Sağlıklı beslenmenin yapı taşlarından en önemlisi olan et, uygun şartlar altında üretilip muhafaza edilemediği durumlarda ise, insan sağlığını tehdit eden bir besin maddesi haline dönüşebiliyor. Tüketicilerin sağlığının korunması, etin dayanıklılığının artırılması ve daha uzun süre saklanması ise ancak kontrollü ve hijyenik şartlar altında üretim ve depolama ile mümkün hale geliyor.
ETİN KALİTESİNDE İLK ETKEN SAĞLIKLI BESİ
Sağlıklı ve kaliteli etle ilgili bilgi veren Selçuk Üniversitesi Veteriner Fakültesi Besin Hijyeni ve Teknolojisi Anabilim Dalı öğretim üyesi Prof. Dr. Ümit Gürbüz, et sağlığında ilk adımın hayvan sağlığı ile başladığını, kesim yapılacak hayvanların mutlaka veteriner hekim kontrolünde yetiştirilmiş ve kesimi yapılmış olması gerektiğini hatırlatarak “Konu etin kalitesine geldiğinde ise hayvanın türü, cinsi ve yaşının yanı sıra, özellikle kesim öncesi ve sonrası koşulların da etin kalitesinin oluşumunda önemli rol oynadığını belirtti. Kesimi yapılacak hayvan yetiştirilirken de, kesimi ve paketlenmesi yapılırken de uzmanlar denetiminde olmalı, hijyen koşulları maksimum seviyede sağlanmalı” dedi. Tüketicilerin bir etin kaliteli olup olmadığını anlamak için ise ilk önce rengine, sonra su salma oranına, yumuşaklığına, kokusuna ve pişirme sonrası da tadına bakmaları gerektiğini söyledi.
HER KOYU RENK ET KALİTESİZ ANLAMINA GELMEZ
Prof. Dr. Ümit Gürbüz, halk arasında kırmızı etin renginin koyulaştıkça tazeliğini yitirmiş olduğu yönünde bir inanç bulunduğunu fakat bu inancın doğru olmadığını dile getirdi. Etin kırmızılık oranının hayvanın türüne, cinsine, yaşına, yetiştiği bölge ve beslenme şekline göre değişiklik gösterebileceğini ifade eden Gürbüz “İnek eti soluk kırmızı, yağları ise limon sarısıdır. Boğa eti, koyu kırmızı renkli, yağları beyazımsıdır. Dana eti soluk kırmızı, öküz eti ise kırmızımtırak, yağları beyaz-sarıdır. Koyun eti açık kırmızıdan kiremit kırmızısına kadar değişen tonlarda kırmızıdır. Ayrıca, aynı ırk hayvanlarda bile, etin alındığı bölgeye göre renginde farklılık görülmektedir. Tüketicilerin renkle ilgili dikkat etmesi gereken husus, satın aldıkları etlerin birbirinden farklı tonlarda da olsa, açıktan koyuya değişen kırmızı renkte olmasıdır. Tüketiciler, kırmızı renkte olmayan, üzerinde bölge bölge koyu renk halkalar bulunan etlere karşı temkinli davransınlar, bu etleri tüketmemeye özen göstersinler ” dedi.

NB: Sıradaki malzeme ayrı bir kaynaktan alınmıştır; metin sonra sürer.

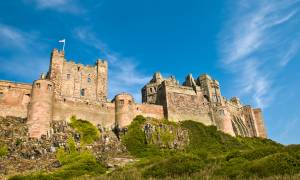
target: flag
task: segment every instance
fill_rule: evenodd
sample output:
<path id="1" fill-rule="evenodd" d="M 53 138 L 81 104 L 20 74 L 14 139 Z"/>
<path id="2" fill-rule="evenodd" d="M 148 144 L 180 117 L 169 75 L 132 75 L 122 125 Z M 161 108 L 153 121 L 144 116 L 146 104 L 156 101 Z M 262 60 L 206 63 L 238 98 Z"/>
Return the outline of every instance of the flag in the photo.
<path id="1" fill-rule="evenodd" d="M 65 43 L 66 39 L 59 40 L 58 42 Z"/>

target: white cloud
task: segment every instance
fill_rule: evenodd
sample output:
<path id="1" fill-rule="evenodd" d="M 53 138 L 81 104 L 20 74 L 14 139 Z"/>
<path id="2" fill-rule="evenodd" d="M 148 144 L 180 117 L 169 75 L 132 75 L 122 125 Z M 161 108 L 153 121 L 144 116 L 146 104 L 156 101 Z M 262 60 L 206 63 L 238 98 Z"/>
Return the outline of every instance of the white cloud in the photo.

ETİN SUYUNU SALMAMIŞ OLMASI VE YUMUŞAKLIĞI ÖNEMLİ
Prof. Dr. Gürbüz, sağlıklı etin temel özellikleri arasında, suyunu salmamış olmasının başta geldiğini belirterek “Tüketiciler suyunu salmış eti soluk renkli görünümünden kolayca anlayabilirler. Sağlıklı et mutlaka parlak renkte olur. Özellikle parçalanmış etlerde etin bulunduğu kabın içerisinde fazla miktarda sıvı birikmemiş olması gerekir” dedi.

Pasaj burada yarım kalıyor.